Function over Flash

Left: The new C building at PTMS. Right: A standard lunch at PTMS.

Every time I hear about another “modernization project” in my school district, I can’t help but feel more frustrated. The San Dieguito Union High School District (SDUHSD) passed a $449 million dollar bond in 2012 for campus upgrades. That looks like progress at a glance, but when you look closer, the priorities seem upside down.

For example, Diegueno Middle School got $14.7 million dollars in funding for HVAC improvements, building modernization, and a new building. Earl Warren Middle School spent $52.6 million dollars rebuilding their whole campus. Oak Crest Middle School improved their landscaping, remodeled their campus buildings, and improved their courtyard for the price of $23.2 million dollars.

La Costa Canyon High School Fitness Complex – Flex Classroom Building

Meanwhile, most students can’t even take a bus to school. SDUHSD only provides buses to special education students. That means for everyone else, there’s no school provided transportation, meaning many students walk next to 50 mph arterials with tiny sidewalks and bike in spaces that were not meant for them. The lunches? Bland, plastic-wrapped, and shipped in a semi truck. Field trips? Almost nonexistent. The learning experience? Often overshadowed by glass, LED lighting, and digital screens.

My current middle school was built in 2015. It looks nice in the pictures, with its shiny concrete floors, well-maintained landscaping, ergonomic chairs, and high ceilings. But some of the tiny trees are already dying, the cafeteria pizza comes wrapped in plastic, and the classrooms don’t feel different from any other school.
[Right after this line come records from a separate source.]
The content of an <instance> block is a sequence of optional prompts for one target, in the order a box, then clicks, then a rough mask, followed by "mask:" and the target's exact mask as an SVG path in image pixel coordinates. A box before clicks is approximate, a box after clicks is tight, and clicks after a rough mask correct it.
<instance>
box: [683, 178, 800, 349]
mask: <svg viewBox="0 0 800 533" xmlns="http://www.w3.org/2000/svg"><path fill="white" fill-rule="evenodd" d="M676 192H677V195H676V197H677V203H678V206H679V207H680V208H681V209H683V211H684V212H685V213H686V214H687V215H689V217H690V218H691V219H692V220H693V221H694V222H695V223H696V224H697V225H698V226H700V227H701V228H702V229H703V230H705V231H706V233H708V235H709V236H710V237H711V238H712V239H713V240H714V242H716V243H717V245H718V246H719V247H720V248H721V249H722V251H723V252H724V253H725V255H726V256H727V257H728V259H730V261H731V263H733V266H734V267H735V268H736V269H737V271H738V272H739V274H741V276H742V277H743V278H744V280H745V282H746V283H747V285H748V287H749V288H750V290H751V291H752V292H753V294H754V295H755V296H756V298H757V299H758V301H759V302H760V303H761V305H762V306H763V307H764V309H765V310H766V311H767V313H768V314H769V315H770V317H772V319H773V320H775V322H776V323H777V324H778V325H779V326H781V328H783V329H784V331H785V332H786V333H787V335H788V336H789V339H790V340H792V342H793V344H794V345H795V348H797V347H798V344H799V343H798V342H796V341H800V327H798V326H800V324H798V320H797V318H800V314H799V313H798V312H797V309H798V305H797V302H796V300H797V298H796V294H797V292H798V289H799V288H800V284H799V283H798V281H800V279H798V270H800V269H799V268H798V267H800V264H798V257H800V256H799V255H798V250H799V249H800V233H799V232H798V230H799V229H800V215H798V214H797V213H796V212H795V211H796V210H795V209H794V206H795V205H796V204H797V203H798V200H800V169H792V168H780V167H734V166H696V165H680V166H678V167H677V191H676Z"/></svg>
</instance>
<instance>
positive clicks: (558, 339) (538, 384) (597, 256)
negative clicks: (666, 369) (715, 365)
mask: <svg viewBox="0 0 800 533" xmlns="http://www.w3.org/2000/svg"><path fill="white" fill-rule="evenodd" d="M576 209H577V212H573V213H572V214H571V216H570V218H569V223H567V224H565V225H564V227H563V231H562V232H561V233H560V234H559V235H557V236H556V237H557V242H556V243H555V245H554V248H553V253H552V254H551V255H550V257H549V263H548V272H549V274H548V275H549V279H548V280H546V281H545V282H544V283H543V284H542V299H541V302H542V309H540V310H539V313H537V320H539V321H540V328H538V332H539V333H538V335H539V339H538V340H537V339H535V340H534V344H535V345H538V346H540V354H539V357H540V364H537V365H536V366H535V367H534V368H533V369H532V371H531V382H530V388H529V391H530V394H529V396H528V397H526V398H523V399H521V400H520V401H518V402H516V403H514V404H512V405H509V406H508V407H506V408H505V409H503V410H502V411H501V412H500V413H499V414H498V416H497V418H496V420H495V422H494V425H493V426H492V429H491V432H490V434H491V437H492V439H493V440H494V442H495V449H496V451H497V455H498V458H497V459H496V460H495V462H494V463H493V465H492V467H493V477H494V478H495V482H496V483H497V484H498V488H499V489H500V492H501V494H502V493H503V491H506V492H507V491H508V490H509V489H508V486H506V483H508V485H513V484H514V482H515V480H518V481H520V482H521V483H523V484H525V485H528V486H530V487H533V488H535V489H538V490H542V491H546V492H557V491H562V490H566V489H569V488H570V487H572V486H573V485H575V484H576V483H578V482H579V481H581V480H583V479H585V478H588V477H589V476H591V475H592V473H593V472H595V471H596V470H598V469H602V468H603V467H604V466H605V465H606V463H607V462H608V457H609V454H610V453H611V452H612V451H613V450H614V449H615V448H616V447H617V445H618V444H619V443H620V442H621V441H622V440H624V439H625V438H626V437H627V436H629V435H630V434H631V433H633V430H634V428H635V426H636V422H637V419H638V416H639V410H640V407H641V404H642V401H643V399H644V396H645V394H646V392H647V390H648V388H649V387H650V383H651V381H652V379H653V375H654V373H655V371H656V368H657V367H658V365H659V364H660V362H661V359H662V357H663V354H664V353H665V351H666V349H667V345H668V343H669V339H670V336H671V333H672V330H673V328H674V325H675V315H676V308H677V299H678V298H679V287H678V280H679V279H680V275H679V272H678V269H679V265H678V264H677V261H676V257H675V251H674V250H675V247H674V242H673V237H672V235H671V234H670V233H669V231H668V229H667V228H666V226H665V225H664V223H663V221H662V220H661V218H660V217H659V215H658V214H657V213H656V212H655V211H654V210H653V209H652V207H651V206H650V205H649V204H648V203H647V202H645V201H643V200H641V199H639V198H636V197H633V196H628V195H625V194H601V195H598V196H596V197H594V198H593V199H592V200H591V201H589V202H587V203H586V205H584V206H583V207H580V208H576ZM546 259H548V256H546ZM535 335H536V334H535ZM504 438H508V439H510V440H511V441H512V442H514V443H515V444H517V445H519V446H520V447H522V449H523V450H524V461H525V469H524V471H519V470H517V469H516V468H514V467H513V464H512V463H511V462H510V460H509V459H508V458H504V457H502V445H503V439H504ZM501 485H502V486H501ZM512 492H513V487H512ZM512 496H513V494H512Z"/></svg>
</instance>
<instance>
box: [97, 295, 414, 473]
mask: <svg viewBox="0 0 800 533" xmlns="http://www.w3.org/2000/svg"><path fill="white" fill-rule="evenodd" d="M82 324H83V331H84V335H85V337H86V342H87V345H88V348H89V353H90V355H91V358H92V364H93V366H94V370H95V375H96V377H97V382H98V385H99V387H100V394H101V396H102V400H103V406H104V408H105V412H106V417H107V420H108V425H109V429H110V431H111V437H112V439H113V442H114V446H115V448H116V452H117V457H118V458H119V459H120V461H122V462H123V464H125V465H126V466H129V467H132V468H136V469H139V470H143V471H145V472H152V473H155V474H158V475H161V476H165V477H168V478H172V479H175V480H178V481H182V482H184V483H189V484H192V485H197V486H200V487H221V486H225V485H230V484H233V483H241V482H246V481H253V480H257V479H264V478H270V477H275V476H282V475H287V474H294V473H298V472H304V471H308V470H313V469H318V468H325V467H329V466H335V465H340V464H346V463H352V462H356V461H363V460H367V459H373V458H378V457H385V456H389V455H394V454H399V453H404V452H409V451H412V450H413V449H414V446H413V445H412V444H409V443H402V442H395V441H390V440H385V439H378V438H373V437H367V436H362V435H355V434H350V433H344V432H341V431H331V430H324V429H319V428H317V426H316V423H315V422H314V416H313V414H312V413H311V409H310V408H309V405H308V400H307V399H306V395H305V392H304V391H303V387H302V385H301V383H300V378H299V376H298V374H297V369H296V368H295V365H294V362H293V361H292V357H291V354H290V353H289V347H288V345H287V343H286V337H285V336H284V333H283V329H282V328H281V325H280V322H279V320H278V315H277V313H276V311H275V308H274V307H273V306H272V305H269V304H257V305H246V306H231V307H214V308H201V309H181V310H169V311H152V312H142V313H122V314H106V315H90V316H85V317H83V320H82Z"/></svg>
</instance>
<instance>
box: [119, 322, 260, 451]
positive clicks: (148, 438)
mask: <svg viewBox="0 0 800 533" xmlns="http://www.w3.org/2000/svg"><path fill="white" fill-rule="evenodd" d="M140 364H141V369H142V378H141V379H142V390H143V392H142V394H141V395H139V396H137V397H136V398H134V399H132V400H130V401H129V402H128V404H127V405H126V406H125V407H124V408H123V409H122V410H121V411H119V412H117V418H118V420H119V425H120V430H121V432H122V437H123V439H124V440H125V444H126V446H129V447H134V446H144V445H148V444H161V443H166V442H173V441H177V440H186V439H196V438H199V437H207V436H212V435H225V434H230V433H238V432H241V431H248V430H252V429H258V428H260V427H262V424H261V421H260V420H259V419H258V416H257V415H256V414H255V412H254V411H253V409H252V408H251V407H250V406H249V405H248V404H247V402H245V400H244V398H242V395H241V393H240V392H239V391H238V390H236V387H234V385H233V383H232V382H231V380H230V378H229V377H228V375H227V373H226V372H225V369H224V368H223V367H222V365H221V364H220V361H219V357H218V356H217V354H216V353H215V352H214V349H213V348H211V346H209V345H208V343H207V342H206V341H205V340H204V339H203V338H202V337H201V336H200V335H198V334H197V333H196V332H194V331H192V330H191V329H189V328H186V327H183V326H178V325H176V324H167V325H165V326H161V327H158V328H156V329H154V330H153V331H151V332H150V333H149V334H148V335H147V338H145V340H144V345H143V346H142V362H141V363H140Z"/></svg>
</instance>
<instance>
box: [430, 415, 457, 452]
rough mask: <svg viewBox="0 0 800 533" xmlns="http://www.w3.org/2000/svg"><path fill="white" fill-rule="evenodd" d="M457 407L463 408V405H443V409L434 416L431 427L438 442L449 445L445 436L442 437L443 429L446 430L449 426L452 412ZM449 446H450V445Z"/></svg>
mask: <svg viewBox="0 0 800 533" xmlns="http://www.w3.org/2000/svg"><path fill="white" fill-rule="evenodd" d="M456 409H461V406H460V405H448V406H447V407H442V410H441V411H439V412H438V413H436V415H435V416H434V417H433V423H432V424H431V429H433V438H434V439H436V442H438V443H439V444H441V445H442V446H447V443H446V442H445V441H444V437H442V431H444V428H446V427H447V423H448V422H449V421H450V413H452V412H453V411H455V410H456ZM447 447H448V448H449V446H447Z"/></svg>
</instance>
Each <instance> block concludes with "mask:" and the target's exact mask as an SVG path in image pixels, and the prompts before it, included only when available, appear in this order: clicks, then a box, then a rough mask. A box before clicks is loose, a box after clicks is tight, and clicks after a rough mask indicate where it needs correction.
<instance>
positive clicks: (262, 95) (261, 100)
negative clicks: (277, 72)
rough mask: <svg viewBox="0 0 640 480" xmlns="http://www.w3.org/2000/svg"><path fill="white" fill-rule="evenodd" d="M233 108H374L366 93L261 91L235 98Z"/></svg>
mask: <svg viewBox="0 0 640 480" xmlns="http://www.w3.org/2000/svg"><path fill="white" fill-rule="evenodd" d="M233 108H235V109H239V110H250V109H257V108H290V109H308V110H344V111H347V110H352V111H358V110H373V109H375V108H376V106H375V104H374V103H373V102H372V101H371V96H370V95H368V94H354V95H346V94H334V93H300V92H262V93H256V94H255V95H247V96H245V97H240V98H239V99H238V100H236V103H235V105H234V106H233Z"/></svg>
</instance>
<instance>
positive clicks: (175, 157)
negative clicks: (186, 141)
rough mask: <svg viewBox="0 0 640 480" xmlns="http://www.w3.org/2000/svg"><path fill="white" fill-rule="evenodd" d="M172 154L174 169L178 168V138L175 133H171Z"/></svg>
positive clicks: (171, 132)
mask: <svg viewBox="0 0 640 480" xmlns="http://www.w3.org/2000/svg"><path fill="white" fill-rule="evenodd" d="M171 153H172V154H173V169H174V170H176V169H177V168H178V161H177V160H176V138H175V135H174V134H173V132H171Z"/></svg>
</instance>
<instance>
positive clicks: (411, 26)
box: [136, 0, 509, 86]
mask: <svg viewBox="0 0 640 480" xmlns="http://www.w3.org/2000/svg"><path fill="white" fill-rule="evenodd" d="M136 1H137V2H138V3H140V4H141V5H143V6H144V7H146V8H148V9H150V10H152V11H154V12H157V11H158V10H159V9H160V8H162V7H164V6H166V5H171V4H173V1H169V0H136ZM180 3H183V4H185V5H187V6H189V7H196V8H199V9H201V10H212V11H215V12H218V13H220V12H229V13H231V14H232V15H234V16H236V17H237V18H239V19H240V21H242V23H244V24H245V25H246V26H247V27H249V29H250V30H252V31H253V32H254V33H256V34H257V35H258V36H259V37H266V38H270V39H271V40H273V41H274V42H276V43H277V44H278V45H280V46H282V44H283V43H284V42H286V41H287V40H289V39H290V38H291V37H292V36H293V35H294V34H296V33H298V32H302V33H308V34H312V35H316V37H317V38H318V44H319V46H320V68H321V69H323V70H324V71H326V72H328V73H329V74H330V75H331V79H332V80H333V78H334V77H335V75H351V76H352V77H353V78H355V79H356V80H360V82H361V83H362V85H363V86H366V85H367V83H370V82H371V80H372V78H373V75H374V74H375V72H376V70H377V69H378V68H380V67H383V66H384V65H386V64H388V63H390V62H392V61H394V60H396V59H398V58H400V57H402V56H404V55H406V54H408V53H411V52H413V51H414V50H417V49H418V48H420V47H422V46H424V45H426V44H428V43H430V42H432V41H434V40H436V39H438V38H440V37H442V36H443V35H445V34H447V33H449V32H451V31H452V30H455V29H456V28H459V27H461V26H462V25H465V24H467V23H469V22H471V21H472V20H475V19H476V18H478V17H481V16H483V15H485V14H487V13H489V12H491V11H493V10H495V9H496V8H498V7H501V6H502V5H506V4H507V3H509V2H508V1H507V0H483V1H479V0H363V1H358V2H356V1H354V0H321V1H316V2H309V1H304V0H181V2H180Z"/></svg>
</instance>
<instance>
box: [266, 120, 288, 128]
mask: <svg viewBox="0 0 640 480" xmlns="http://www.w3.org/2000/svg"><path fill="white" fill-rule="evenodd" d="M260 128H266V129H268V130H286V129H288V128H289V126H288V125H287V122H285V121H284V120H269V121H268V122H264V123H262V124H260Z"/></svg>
Compare that to the private elementary school that I went to, The Children’s School, or TCS. It wasn’t shiny or modern. Most of the classes were in old 1960s buildings—think single story buildings with huge overhangs, or portables with rotting siding and strange-smelling carpet, heated by gas-powered Reznor shop heaters. One time, my art teacher left it on through recess, and we came back to an oven. The fire alarms said things like “Break Glass for Local Alarm,” and the light switches let out a vintage CLACK when you flipped them. The playgrounds were wild and full of personality, with a witch’s treehouse, a wooden castle, and even a hill where we would ride Tonka trucks. We played in overgrown berry bushes along the chain-link fence, guarding our forts like it was our job. In 1st grade, our class performed “I Love Rock and Roll” in the auditorium—the audience was packed wall to wall with no AC, just ceiling fans trying their best. The tech teacher Jon controlled the lights from a bank of yellowing 1960s switches with a cardboard cutout he made to flip all the switches at once. The bathrooms had blue tile and 60s-era Crane urinals, the cafeteria was a concrete pad with mismatched portable tables, and the lunch line stretched all the way to the middle tier every Wednesday for mac and cheese. The field was never mowed, yet it somehow kept itself short. But none of that mattered. We learned. We built memories. We felt like a community. The school had heart, soul, a rich history, and that old-school charm—something that no brand-new campus can buy.

The TCS auditorium.

I’m not saying schools shouldn’t be maintained. ADA access, safety, and functional classrooms matter. But it seems like SDUHSD is spending hundreds of millions to impress adults and parents, while the things that actually shape student life—transportation, curriculum, hands-on learning, decent lunches—get ignored.

A school doesn’t have to look like Qualcomm to be a good place to learn. Old buildings can be fixed. Stick in a window AC unit, patch the roof, and move on. You can’t have a nice box without something good to fill it.

Let the walls get scuffed. Let the sinks spray weird. Just make sure students are getting to school, eating real food, and actually learning something while they’re there. I went to a private school that looked like a public school, and now I go to a public school that still looks like a public school. But looks aren’t the problem. A school isn’t good because it’s modern, it’s good because it actually works. And too often, we’re paying for what shows up in a brochure, not what shows up in a student’s life.

My 3rd grade classroom. These were in the 60s buildings but the interiors were renovated.
The playground next to the old portable building.
Middle school.
Preschool and Toddlers.
Lower Tier, in one of the original 60s buildings.